Structural contract for rerankers (FR-16, design §3.8). Used by RetrievalNode (and internally by LanceDBVectorStore for mode="hybrid") to fuse per-store hit lists into a single ranked list.

Protocol surface

from typing import Protocol, runtime_checkable
from stargraph.stores import Hit

@runtime_checkable
class Reranker(Protocol):
    async def fuse(
        self,
        per_store: list[list[Hit]],
        *,
        k: int,
    ) -> list[Hit]: ...

per_store is one ranked list per source store. Output length is <= k. The Protocol is async by convention so network-bound rerankers (Cohere, Jina) share the same shape as the pure-Python default.

RRFReranker

Default in-tree reranker (stargraph.stores.rerankers). Reciprocal Rank Fusion: model-free, API-key-free, appropriate for the default mode="hybrid" path.

Formula

For each Hit appearing in any per-store list, the fused score is:

$$ \text{score}(h) = \sum_{\text{lists}} \frac{1}{k_{\text{param}} + \text{rank}(h)} $$

Or in code:

score = sum(1.0 / (k_param + rank_in_list)
            for list in per_store
            if h in list)

rank_in_list is 1-based. Hits sharing an id across stores are de-duplicated -- their RRF contributions are summed; the first-seen metadata is retained. Output is sorted by fused score desc and truncated to k.

Constructor

from stargraph.stores import RRFReranker

reranker = RRFReranker(k_param=60)   # default
Param Type Default Notes
k_param int 60 RRF dampening constant. Lower = sharper ranking distinction; higher = flatter fusion. 60 is the canonical Cormack et al. default.

Permutation invariance

Float addition is non-associative, so RRFReranker.fuse sorts each id's contribution list before summing. This makes the fused score depend only on the multiset of contributions -- required for the permutation-invariance guarantee called out in design §3.8.

CrossEncoderReranker

Stub implementation reserved for Phase 3 -- the placeholder for the opt-in cross-encoder reranker. Calls to .fuse() raise NotImplementedError today.

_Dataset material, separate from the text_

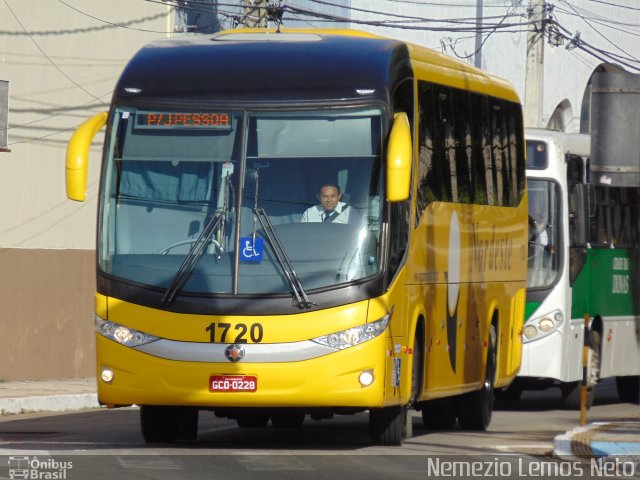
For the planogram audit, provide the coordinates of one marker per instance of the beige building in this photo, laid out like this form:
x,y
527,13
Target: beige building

class CrossEncoderReranker:
    async def fuse(self, per_store, *, k): ...
    # raises NotImplementedError until Phase 3

Opt-in via entry point

Heavier rerankers (cross-encoder, Cohere, Jina) live behind the stargraph.rerankers entry-point group. stargraph.stores.rerankers only ships the always-available RRFReranker default; everything else is loaded by stargraph.stores._rerank_loader from the entry-point group at runtime, so optional dependencies (sentence-transformers, vendor SDKs) are not required for the default install.

# In a downstream plugin's pyproject.toml:
[project.entry-points."stargraph.rerankers"]
cross-encoder = "my_plugin.rerankers:CrossEncoderReranker"

YAML wiring

Rerankers are wired at the RetrievalNode level inside the IR -- see the retrieval knowledge page. The default mode="hybrid" path inside LanceDBVectorStore uses RRFReranker(k_param=60) unconditionally.

Errors raised

Error Raised when
NotImplementedError CrossEncoderReranker.fuse called before Phase 3.
PluginLoadError (subclass) Entry-point lookup failed for a non-default reranker name.